After attending a session on understanding millennials and the importance of reaching out to them, McSweeney, director of St. Patrick’s Credit Union Ltd. of Ireland, said most credit unions in his area were afraid to tackle the things that millennials found commonplace, such as mobile banking. 

“We’re learning, we’re learning fast,” McSweeney said. “It’s grow or die. We need to change and communicate properly with the younger people so that they – what’s the challenge? To become relevant. That’s what we need to be.” 

McSweeney was among the more than 3,000 people who attended the conference in hopes of learning something that can be implemented upon returning home. While credit unions have the advantage of “old-fashioned trust,” he said, they are also having to learn combine that with other things such as technology.  

Anthony Walsh, also from St.
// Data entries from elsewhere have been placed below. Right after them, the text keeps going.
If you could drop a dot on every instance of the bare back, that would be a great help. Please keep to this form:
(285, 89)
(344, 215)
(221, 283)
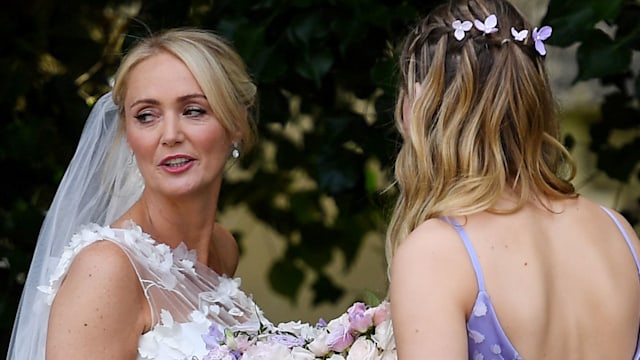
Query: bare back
(563, 285)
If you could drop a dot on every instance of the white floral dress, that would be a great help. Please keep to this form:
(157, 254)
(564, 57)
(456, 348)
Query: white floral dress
(185, 296)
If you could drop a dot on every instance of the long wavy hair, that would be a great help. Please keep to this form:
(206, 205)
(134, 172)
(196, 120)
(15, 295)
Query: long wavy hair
(482, 120)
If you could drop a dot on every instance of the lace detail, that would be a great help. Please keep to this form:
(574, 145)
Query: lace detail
(159, 257)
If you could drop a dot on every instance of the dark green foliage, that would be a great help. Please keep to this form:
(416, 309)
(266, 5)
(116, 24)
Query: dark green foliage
(608, 34)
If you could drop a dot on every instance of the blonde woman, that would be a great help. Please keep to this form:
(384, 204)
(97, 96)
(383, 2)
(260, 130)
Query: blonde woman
(492, 253)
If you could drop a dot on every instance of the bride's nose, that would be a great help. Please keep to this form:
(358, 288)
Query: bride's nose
(172, 132)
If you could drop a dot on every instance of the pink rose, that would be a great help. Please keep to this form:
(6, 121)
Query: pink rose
(359, 319)
(340, 339)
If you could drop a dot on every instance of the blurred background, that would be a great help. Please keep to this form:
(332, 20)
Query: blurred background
(310, 204)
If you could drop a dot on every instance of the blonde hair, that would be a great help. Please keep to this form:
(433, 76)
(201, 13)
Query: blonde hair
(484, 122)
(217, 68)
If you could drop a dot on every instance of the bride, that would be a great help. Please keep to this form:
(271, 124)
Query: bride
(130, 247)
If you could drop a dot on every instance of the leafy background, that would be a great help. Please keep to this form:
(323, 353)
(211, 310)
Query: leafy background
(326, 77)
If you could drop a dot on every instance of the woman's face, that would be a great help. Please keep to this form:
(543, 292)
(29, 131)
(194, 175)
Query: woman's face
(180, 146)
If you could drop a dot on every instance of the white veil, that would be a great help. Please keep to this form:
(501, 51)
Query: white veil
(100, 183)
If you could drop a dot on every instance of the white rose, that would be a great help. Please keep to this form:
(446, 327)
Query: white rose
(298, 353)
(363, 349)
(267, 351)
(336, 357)
(297, 328)
(343, 321)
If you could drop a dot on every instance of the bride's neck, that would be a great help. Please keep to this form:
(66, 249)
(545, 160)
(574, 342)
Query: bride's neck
(175, 221)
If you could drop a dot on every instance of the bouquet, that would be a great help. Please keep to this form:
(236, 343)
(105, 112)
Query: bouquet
(362, 332)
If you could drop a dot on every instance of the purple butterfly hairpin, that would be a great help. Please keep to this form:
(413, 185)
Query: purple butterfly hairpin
(488, 26)
(539, 36)
(460, 28)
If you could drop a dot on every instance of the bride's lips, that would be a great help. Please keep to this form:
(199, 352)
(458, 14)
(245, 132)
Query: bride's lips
(177, 163)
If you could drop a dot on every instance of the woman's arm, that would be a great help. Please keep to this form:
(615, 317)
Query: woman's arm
(100, 310)
(432, 284)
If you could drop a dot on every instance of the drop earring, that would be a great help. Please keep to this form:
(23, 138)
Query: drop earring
(235, 150)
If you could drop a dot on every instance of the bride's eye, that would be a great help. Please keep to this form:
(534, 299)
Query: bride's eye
(194, 111)
(144, 118)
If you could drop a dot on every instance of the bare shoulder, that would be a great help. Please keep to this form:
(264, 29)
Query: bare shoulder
(102, 268)
(432, 289)
(226, 250)
(433, 257)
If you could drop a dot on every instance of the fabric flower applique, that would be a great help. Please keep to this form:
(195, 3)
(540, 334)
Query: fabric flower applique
(539, 36)
(519, 35)
(488, 26)
(460, 28)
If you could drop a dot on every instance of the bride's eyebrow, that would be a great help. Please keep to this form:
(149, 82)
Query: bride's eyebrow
(156, 102)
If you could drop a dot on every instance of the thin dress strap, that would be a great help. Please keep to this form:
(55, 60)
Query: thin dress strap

Patrick’s Credit Union, said he is focused on technology while at the conference. 

“(We) didn’t realize how important it was to use mobile because most of our members are older members,” Walsh said. “Dealing with people our own age group, it’s not an issue. Now we’re dealing with people outside our age group, it’s a problem.” 

To do that, Walsh is taking the time to study American banking apps such as those used by USAA and Navy Federal Credit Union, two suggestions given at the conference as apps to pay attention to and model after. Walsh even went a step further. His team has invited a rep from Navy Federal to give a presentation on the uses of the app and how to develop it. 

For Marsha Tynsky, CEO of the $172 million Trona Valley Community Federal Credit Union, the excitement of the conference was being able to meet so many people from around the globe. The CEO from Green River, Wyo., said she enjoyed seeing where people are from and understanding the different challenges credit unions face in other parts of the world.  

“It’s probably helped us all realize there’s a lot more to credit unions and the whole movement,” Tynsky said. “We’re used to being in our own world and being with our credit union and what we do with our credit union, and now we can see that there’s a whole lot more involved with it as well.” 

Tynsky also brought a large group of employees to the conference so they could cover every session. To her, mobile payments was also a big focus. 

“I’m just anxious for all of my group to attend so many different classes and have so many options,” she said. 

McSweeney said he will also tune into the younger generation using social media; more specifically, people like 25-year-old Swedish YouTuber PewDiePie who is gaining millions of followers online because of his videos. Millennials like PewDiePie because of his authentic nature, according to one of the breakout sessions. By being authentic, using biometrics to better use technology, and being a mentor and giving financial education to younger people, McSweeney said he hopes his credit union will stay relevant and avoid that untimely death. 

“I think we have a long way to go, but at least we know it,” he said.